In a world where so few of us really have to cook, then, to choose to do so “is to lodge a protest against specialization. . . . Against the infiltration of commercial interests into every last cranny of our lives,” he asserts. “To cook for the pleasure of it, to devote a portion of our leisure to it, is to declare our independence from the corporations seeking to organize our every waking moment into yet another occasion for consumption.”
Yes, Pollan provides recipes—but only four or five in the whole 480 pages of the book because he wants us to understand what’s truly behind each of these eating experiences. I was especially intrigued by the chapter on bread-baking, since, as he notes, baking bread is merely “an ingenious technology for improving the flavor, digestibility, and nutritional value of grass.” Grasses occupy two-thirds of the planet’s landmass and are particularly efficient at collecting solar energy. Before we learned to eat grass, we began eating the ruminants that ate it and sometimes the predators that ate them, consuming our grass second- or third-hand—a wasteful way to use energy.
Cows have four stomachs so they can process all parts of the grass into sustenance. Our single stomach isn’t nearly as efficient, so we needed to figure out a way to use the grass seed more directly. Baking bread enabled us to eat lower on the food chain, and was a lot less work than chasing an antelope and beating it to death with a club.
The book is huge, of course, but full of fascinating information, a blend of history and personal narrative, though occasionally he drops into journalistic reporting. This is not a book to be read quickly, though depending on your interests, you may skim a bit. Still, take time to think about his comments; this is definitely one of the two or three best books I read in 2015. Every day since reading it, I’ve been delighted to trot into the kitchen and fight corporate takeover by cooking something wonderful. I recommend you do the same.
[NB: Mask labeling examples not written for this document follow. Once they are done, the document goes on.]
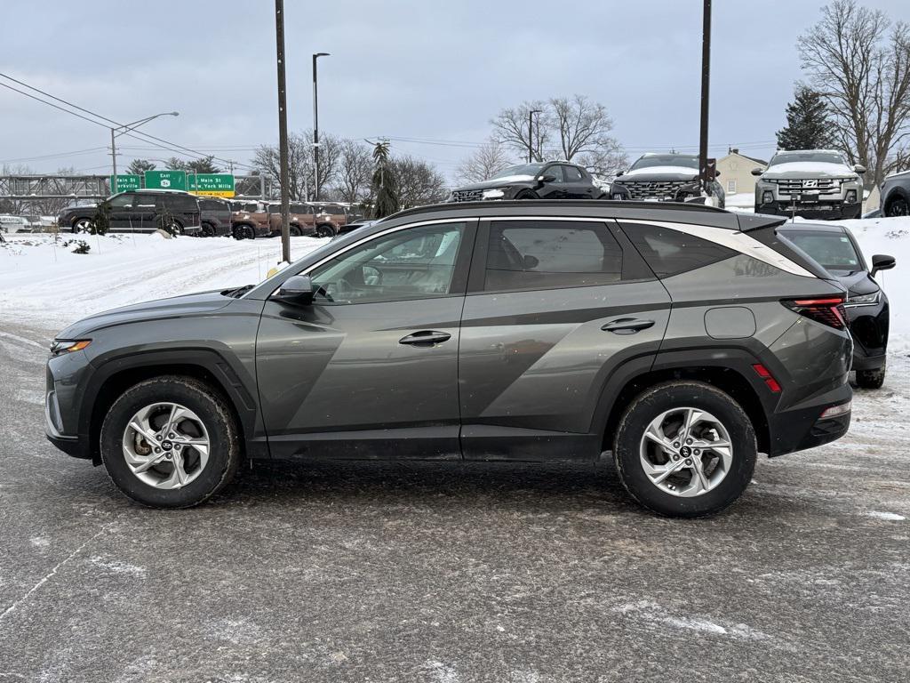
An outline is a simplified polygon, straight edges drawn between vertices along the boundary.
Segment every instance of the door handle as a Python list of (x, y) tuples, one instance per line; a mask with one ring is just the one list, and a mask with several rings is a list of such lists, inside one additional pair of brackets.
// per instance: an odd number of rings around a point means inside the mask
[(634, 334), (637, 331), (647, 330), (649, 327), (653, 326), (653, 321), (642, 321), (637, 318), (620, 318), (607, 322), (601, 329), (604, 331), (613, 332), (614, 334)]
[(421, 330), (419, 332), (409, 334), (399, 340), (399, 344), (410, 344), (411, 346), (435, 346), (441, 344), (451, 339), (449, 332), (438, 332), (435, 330)]

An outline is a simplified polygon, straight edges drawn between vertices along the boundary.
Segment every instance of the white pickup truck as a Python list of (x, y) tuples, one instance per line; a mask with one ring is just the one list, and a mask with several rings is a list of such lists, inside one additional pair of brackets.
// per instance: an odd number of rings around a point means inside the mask
[(805, 219), (858, 219), (865, 168), (850, 166), (835, 149), (779, 151), (768, 168), (753, 168), (755, 213)]

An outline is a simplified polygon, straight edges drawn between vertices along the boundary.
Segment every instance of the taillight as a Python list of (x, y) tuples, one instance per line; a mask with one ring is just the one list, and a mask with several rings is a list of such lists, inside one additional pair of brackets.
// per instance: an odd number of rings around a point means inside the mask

Linda M. Hasselstrom Windbreak House Writing Retreats Hermosa, South Dakota
I read myself to sleep every night. Ideally, my bedtime reading is a mystery that lifts my mind away from the subjects of my own writing and eases me into rest.
For some reason I no longer remember, because I am not trying to break any speed records, I write down the title of each book I read, many of them mysteries. My records show, for example, that I read 367 books in 2011.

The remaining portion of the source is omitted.